L’associazione è nata dopo l’omicidio di tre giovani nigeriane, Loveth, Favour e Bose, uccise a Palermo tra il 2011 e il 2014 e i cui corpi sono stati ritrovati tra i rifiuti, uno di loro carbonizzato.

Di fronte all’indifferenza con cui quelle morti erano state trattate dall’opinione pubblica e da parte della stampa, la comunità nigeriana di Palermo ha deciso di reagire. Osas Egbon è tornata dalla donna che anni prima le aveva predetto che avrebbe parlato alle persone e sarebbe stata capace di liberarle, per dirle che voleva fondare un’associazione perché nessuna dovesse più avere paura. È nata così Donne di Benin City, la prima organizzazione italiana contro lo sfruttamento della prostituzione composta interamente da nigeriane che sono state vittime di tratta.

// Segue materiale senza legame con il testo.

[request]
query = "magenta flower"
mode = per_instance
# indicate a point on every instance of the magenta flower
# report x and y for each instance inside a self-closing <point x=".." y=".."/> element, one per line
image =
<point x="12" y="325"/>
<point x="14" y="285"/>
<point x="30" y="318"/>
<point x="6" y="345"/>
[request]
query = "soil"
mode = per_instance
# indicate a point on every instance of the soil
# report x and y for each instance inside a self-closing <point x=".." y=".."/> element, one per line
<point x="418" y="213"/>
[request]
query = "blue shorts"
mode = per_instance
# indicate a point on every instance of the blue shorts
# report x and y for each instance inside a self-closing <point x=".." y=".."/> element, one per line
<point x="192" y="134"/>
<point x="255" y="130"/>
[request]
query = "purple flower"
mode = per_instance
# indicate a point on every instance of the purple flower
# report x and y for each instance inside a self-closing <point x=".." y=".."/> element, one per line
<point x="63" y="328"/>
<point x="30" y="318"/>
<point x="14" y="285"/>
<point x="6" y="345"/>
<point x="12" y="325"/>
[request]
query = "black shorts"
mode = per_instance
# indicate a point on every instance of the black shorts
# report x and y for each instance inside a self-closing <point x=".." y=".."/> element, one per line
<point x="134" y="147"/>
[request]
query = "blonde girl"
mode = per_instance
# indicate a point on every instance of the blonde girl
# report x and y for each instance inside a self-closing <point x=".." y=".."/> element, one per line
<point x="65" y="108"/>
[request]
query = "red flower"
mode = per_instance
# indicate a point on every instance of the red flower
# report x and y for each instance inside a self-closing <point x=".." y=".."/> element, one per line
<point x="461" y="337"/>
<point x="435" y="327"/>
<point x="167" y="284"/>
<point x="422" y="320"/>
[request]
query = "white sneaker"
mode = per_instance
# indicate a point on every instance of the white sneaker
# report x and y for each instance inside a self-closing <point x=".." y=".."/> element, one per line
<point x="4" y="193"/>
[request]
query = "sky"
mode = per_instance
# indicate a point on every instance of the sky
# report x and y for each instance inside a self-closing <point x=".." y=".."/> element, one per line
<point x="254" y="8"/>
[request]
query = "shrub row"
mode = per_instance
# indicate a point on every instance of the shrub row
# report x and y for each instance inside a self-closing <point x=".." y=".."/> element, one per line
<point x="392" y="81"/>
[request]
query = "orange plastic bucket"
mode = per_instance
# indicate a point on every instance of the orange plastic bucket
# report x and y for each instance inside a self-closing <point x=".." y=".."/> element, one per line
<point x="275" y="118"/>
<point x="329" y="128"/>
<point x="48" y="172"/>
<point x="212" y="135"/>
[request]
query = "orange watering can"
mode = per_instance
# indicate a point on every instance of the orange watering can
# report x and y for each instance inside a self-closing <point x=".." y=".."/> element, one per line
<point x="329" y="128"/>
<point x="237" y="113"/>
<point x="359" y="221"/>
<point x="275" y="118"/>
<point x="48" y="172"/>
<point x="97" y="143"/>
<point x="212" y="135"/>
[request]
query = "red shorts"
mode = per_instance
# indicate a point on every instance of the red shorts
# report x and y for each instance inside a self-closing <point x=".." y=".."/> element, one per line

Nei primi anni le socie andavano per strada, al Foro Italico, al parco della Favorita, in via Lincoln, per cercare un contatto con le ragazze sfruttate. Oggi l’associazione ha aperto sportelli di ascolto e stima che, nella sola Palermo, almeno 300 giovani nigeriane siano sfruttate in un mercato che frutterebbe circa 10 milioni di euro l’anno, distribuite in una trentina di connection house, gli appartamenti in cui vengono tenute sotto controllo e costrette a prostituirsi.

Dal 2019 l’associazione gestisce anche un banco alimentare, la cui attività è cresciuta molto durante la pandemia, quando le famiglie assistite sono passate da 60 a 135.

Nel 2023 la storia di Osas Egbon è diventata anche un cortometraggio, “Osas e le donne di Benin City“, diretto da Gabriele Gravagna, che ha ricevuto una menzione speciale al Festival del Cinema di Torino e il premio Rai Cinema Channel per il miglior cortometraggio italiano in concorso.

Osas Egbon dice che il suo nome, nella sua lingua, significa “mandata da Dio”. Alle ragazze che si rivolgono a lei, spesso incredule che qualcuno le aiuti senza chiedere nulla in cambio, ripete sempre la stessa cosa, oggi sono io ad aiutarti, domani toccherà a te.

Dico sempre loro di non avere paura e di denunciare, perché solo quando hai coraggio hai potere, e con il potere ti puoi prendere tutto quello che ti appartiene.